I have a really hard time believing this. Try talking to some of the apparent beneficiaries of free trade: the garment workers of Bangladesh, for example. On paper – including the growing volume of corporate social responsibility reports of fast fashion brands – these young women are the beneficiaries of globalization. The factories in Dhaka have afforded them the opportunities to flee rural areas, where they endured all types of privation, and earn a wage for the first time.
The concept of young women having access and control of their own money, and the opportunity to access a career, is of course important. But look more closely at the reality of these “opportunities”. The young women creating our fast fashion are treated as an expendable resource.
Perhaps the most notorious example of this is the Rana Plaza disaster, when a garment factory collapsed. Over 1,000 women were killed, and thousands more injured – the so-called beneficiaries of globalization. If the conditions in which they were working had been decent, the incident would never have happened.
After this catastrophe, survivors had no choice but to go back into the system and enter other unsafe factories. Yes, I have met women who watched their friends die in the rubble of Rana Plaza only to have to go into factories the following week, terrified at any moment that this next building would fall.
The architects of globalization have frankly failed to make good on their much-touted claim to increase opportunity for women. These women have been afforded no buffer, no career progression, no support and no substantive change. On many occasions the effects of globalization (intended and unintended, direct and indirect) have actually put them in harm’s way.
And this keeps on going all over the world – from Cambodia to Myanmar to Ethiopia, as the blueprint for outsourced fast fashion is aggressively exported to new “host” economies.
Luckily for my industry, it’s not all doom and gloom. I’m heartened by a rising crop of innovative models and proactive intervention that accept the globalized nature of the fashion industry and the opportunities that exist for women in developing economies, but which at the same time are nuanced and intelligent enough to make sure everyone can benefit. I call it invested globalization.
I know it’s unfair to single out particular projects, but I want to give you a flavour of what this new type of globalization looks like.
Take, for example, the work of Lauren Solomon at Queensland University of Technology in Australia.

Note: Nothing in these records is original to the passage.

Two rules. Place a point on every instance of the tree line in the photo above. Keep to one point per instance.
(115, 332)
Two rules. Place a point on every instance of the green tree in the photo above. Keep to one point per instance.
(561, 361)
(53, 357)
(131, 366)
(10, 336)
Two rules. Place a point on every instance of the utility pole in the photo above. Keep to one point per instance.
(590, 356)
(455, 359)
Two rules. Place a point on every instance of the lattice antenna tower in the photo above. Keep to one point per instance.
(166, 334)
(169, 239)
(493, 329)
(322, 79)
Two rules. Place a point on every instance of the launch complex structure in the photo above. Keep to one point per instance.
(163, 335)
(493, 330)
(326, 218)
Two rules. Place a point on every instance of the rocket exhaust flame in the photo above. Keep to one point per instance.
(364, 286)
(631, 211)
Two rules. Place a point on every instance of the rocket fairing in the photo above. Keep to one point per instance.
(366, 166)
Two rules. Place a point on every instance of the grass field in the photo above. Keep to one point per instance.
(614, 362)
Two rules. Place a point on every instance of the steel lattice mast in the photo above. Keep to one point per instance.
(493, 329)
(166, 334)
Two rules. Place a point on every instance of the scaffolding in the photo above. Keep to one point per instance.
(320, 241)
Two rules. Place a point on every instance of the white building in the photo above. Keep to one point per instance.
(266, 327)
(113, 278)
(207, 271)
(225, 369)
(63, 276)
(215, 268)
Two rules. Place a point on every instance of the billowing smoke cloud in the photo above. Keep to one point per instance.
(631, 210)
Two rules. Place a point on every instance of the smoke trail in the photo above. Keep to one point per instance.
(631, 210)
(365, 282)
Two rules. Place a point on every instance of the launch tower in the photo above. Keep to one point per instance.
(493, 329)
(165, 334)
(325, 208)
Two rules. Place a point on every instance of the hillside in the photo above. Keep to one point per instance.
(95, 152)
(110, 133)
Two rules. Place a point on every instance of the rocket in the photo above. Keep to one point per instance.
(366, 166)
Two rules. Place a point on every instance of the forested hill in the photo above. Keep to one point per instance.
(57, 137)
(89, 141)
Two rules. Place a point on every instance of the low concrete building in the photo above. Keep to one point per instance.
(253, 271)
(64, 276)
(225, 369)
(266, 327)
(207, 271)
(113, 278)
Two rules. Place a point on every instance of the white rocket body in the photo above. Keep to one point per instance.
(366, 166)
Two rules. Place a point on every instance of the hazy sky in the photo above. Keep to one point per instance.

Recognizing that the Cambodian garment industry has become a breeding ground for exploitation, Solomon works on positive intervention in the supply chain, working directly with the garment workers. She has partnered with Cambodia’s largest garment worker trade union to deliver a training programme that teaches garment workers transferable skills, which they can then teach to other workers, helping to empower hundreds if not thousands more women. Such an initiative is almost unique in today’s garment industry.
Then there is entrepreneur Leah Rodriguez from the UK, who has set up Holi studios in Siem Reap, a fashion production building with natural light flooding onto the work surfaces and air conditioning. Many of Leah’s seamstresses came from sweatshops, including the factory manager, Li, who was previously branded a trouble maker for pushing for better conditions. Leah doesn’t describe Holi – which now manufactures for a number of brands – as an ethical production facility, because she thinks all fashion production should involve fair wages and safe facilities.
These are only two examples of invested globalization, both of which have led to positive intervention in the supply chain by working directly with the garment workers – these real, breathing human beings who are just like us.
If such human stories were truly replicated worldwide – as they can be – then the current plight of millions of women still enslaved in the supply chain as a result of globalization could be transformed.
I think this should be our overarching goal.